What are the implications of these practices of political normalisation in the field of food and nutrition? First, and most obviously, private actors who contribute significantly to unhealthy diets through the production of ultra-processed food are incorporated into governance arrangements as part of the solution rather than treating them as those who need to be held accountable. This leads to a blurring of boundaries between duty-bearers, duty-holders, and rights-holders. Second, and more generally, the trend toward hybrid power can also inadvertently lead to novel dynamics of exclusion and accumulation. The fact that private actors are assuming novel political roles and shaping the boundaries of political ‘normalcy’ positions profit as the main yardstick through which the value of problems is assessed. It also diverts resources toward private hands, where money ‘delivers’ the most value and earning potential.

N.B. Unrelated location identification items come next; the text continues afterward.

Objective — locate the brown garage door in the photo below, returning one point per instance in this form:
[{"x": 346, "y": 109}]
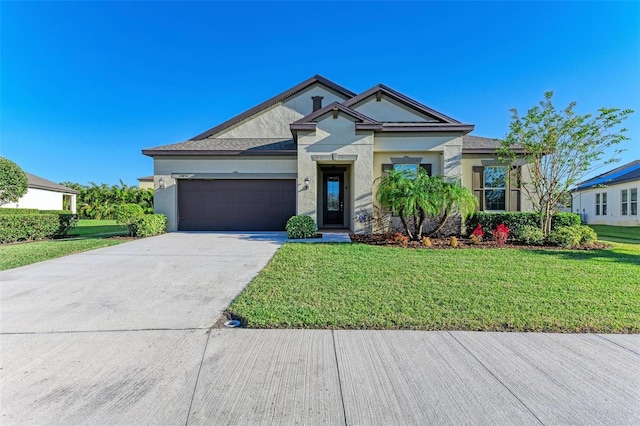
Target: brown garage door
[{"x": 235, "y": 205}]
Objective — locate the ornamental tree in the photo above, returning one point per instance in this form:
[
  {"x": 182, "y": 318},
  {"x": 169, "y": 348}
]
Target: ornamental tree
[
  {"x": 560, "y": 148},
  {"x": 13, "y": 181},
  {"x": 415, "y": 197}
]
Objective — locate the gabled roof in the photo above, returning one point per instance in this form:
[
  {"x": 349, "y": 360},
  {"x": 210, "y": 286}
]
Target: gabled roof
[
  {"x": 278, "y": 98},
  {"x": 227, "y": 146},
  {"x": 309, "y": 121},
  {"x": 37, "y": 182},
  {"x": 397, "y": 96},
  {"x": 625, "y": 173}
]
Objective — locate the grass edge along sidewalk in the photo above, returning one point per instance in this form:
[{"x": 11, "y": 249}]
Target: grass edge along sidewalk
[
  {"x": 88, "y": 235},
  {"x": 355, "y": 286}
]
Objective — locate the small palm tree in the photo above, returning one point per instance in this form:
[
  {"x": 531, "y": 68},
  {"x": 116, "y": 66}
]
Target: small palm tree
[{"x": 415, "y": 196}]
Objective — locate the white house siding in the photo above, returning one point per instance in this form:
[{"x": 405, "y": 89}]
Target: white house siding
[
  {"x": 389, "y": 110},
  {"x": 170, "y": 169},
  {"x": 584, "y": 204},
  {"x": 275, "y": 120},
  {"x": 336, "y": 137}
]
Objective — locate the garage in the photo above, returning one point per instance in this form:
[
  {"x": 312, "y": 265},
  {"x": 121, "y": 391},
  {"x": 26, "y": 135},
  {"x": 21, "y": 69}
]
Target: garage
[{"x": 235, "y": 205}]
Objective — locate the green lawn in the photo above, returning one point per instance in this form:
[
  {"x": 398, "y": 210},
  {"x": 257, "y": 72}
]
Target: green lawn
[
  {"x": 360, "y": 286},
  {"x": 88, "y": 235},
  {"x": 617, "y": 233}
]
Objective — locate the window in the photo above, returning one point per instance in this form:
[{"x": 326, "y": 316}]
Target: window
[
  {"x": 497, "y": 188},
  {"x": 601, "y": 204}
]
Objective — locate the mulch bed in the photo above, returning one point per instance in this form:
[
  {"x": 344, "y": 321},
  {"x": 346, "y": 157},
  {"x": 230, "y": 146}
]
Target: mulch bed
[{"x": 463, "y": 243}]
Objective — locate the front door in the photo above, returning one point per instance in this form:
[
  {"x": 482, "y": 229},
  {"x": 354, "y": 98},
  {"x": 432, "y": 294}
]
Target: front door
[{"x": 333, "y": 198}]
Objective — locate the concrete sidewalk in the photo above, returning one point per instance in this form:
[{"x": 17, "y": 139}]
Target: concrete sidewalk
[{"x": 122, "y": 335}]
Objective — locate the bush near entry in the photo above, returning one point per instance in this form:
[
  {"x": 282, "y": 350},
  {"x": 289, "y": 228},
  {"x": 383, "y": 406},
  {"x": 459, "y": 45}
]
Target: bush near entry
[{"x": 301, "y": 226}]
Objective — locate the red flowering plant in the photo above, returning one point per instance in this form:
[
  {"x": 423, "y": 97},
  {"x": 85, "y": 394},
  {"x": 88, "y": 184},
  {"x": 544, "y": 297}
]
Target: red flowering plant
[
  {"x": 477, "y": 234},
  {"x": 500, "y": 234}
]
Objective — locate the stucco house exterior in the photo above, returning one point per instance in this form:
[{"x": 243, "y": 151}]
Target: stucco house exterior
[
  {"x": 317, "y": 149},
  {"x": 42, "y": 194},
  {"x": 610, "y": 198}
]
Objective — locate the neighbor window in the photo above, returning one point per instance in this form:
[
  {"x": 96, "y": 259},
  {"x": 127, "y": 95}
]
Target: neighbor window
[{"x": 601, "y": 204}]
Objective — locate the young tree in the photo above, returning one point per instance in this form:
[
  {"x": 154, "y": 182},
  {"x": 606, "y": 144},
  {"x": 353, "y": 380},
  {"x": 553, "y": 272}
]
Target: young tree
[
  {"x": 13, "y": 181},
  {"x": 415, "y": 197},
  {"x": 560, "y": 148}
]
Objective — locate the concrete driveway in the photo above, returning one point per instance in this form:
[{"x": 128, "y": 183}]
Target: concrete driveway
[{"x": 122, "y": 335}]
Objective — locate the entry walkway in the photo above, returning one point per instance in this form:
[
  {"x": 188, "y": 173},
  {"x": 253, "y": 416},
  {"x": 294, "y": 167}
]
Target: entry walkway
[{"x": 122, "y": 335}]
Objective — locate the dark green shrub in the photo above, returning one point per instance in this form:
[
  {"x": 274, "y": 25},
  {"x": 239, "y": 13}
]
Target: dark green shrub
[
  {"x": 565, "y": 219},
  {"x": 128, "y": 214},
  {"x": 516, "y": 221},
  {"x": 531, "y": 235},
  {"x": 149, "y": 225},
  {"x": 19, "y": 211},
  {"x": 21, "y": 227},
  {"x": 566, "y": 236},
  {"x": 301, "y": 226},
  {"x": 587, "y": 235}
]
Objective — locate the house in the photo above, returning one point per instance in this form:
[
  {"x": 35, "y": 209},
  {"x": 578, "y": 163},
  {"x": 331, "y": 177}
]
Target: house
[
  {"x": 145, "y": 182},
  {"x": 610, "y": 198},
  {"x": 317, "y": 149},
  {"x": 42, "y": 194}
]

There are reasons to expect that the core argument of the paper can travel to other issue areas – though with potentially different expressions. Security and technology governance are examples of sectors in which normalisation is widespread but less premised on consumer narratives than on an ‘efficiency’ and innovation rhetoric. By contrast, in internet governance – often regarded as the archetypal multistakeholder model – governing with private actors may serve as a way to circumvent the purely intergovernmental model advocated by actors such as Russia and China. However, even in this realm, a degree of caution is required, as normalisation can foster dependency logics, making it increasingly difficult for public authorities to enforce their own regulations without the ‘collaboration’ of industries such as Big Tech.

Amidst the normalisation of discourses around the ‘necessity’ of ‘partnering’ with the private sector to solve global problems, the aim of this paper is therefore not to reject their presence outright, but to render claims about their indispensability ‘awkward’.